Section 25 notices & partial re-development (Part 1: Vacant Possession)
When the contractual term of a protected business tenancy comes to an end, the landlord might wish to either end or renew the lease by serving a section 25 notice on the tenant in accordance with the Landlord & Tenant Act 1954.
This two-part blog examines some issues that might arise when serving a section 25 notice for a new lease where the landlord wishes to re-develop part of the property.  For a more general overview, see our Practice Note Bringing a business lease to an end and associated precedents, and also our overview on Redevelopment.

Imagine a scenario where a tenant occupies the ground and first floors under a lease, with the first floor being let to a sub-tenant on an assured shorthold tenancy (AST).  The landlord serves a section 25 notice with a proposal for a new lease.  However, due to the proposed re-development of the building, the new lease includes the ground floor only.

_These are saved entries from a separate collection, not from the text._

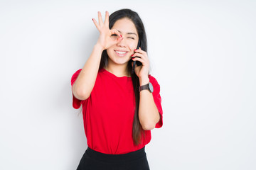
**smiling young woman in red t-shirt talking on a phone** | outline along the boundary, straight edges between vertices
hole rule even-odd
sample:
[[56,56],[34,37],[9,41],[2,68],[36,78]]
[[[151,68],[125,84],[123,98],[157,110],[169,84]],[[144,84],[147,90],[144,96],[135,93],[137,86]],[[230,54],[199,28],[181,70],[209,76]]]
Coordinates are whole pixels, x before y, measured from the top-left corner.
[[73,107],[84,120],[87,150],[78,169],[146,170],[150,130],[161,128],[160,86],[149,75],[146,33],[130,10],[93,18],[100,36],[85,66],[71,79]]

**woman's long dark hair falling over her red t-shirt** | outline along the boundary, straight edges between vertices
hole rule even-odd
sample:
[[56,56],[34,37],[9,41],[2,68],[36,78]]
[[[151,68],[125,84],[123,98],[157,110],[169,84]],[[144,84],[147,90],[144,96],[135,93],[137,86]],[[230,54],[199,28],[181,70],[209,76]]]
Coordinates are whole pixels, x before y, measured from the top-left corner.
[[[114,26],[114,23],[122,18],[129,18],[135,25],[137,29],[137,33],[139,34],[139,42],[140,47],[142,50],[146,52],[147,50],[147,42],[146,42],[146,31],[144,28],[144,25],[142,23],[142,19],[139,17],[138,13],[135,11],[132,11],[131,9],[124,8],[120,9],[119,11],[115,11],[110,15],[109,21],[109,27],[110,29]],[[108,62],[108,55],[107,50],[104,50],[102,52],[102,57],[100,61],[100,68],[102,69],[107,66]],[[134,121],[132,126],[132,137],[135,145],[139,145],[139,143],[142,140],[142,135],[144,137],[145,133],[142,129],[142,125],[139,123],[139,77],[134,73],[132,74],[132,60],[129,60],[127,64],[127,70],[131,72],[132,75],[132,84],[134,86],[134,94],[135,94],[135,113],[134,113]]]

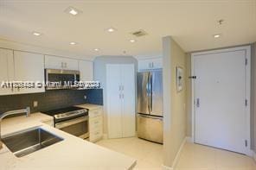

Must the tenant provide vacant possession?

A key issue where redevelopment is involved is ensuring vacant possession and - in this particular situation - a question arises: 'Is the tenant required to provide vacant possession of the sub-let first floor?'

The answer will depend on the terms of the lease.

If the tenant lawfully granted the AST, and is not under a specific obligation to terminate any underleases and yield up with vacant possession, then the tenant will not need to do so. However (as noted in our Practice Note Yielding up and vacant possession) most modern leases contain an express obligation requiring the tenant to give up possession at the end of the lease.

Even where not expressly required it is considered that the tenant is nevertheless under an implied obligation in this regard (see Practice Note Vacant possession).

What happens if the tenant fails to comply with an obligation to yield up with vacant possession?

Where vacant possession is required and the tenant fails to comply, the landlord will be able to issue a claim for damages. These may include:

  • damages for delay to its development scheme;
  • compensation for lost rent during the period the subtenant remains in occupation; and
  • any costs incurred in obtaining possession from the subtenant.

Our Practice Note What happens to an underlease on termination of the lease? explains that if the tenant lawfully granted  the AST, then (by virtue of s.18(1) of the Housing Act 1988) the AST will continue and the landlord will become direct landlord of the subtenant.

The landlord would then need to terminate the AST under the statutory regime.  For more information see our practice notes Terminating an assured shorthold tenancy, Seeking possession of an assured shorthold tenancy (AST) – s 21 procedure and Seeking possession of an assured shorthold tenancy (AST) – s 8 procedure, as well as commentary at Claims to the Possession of Land paragraph C3.18.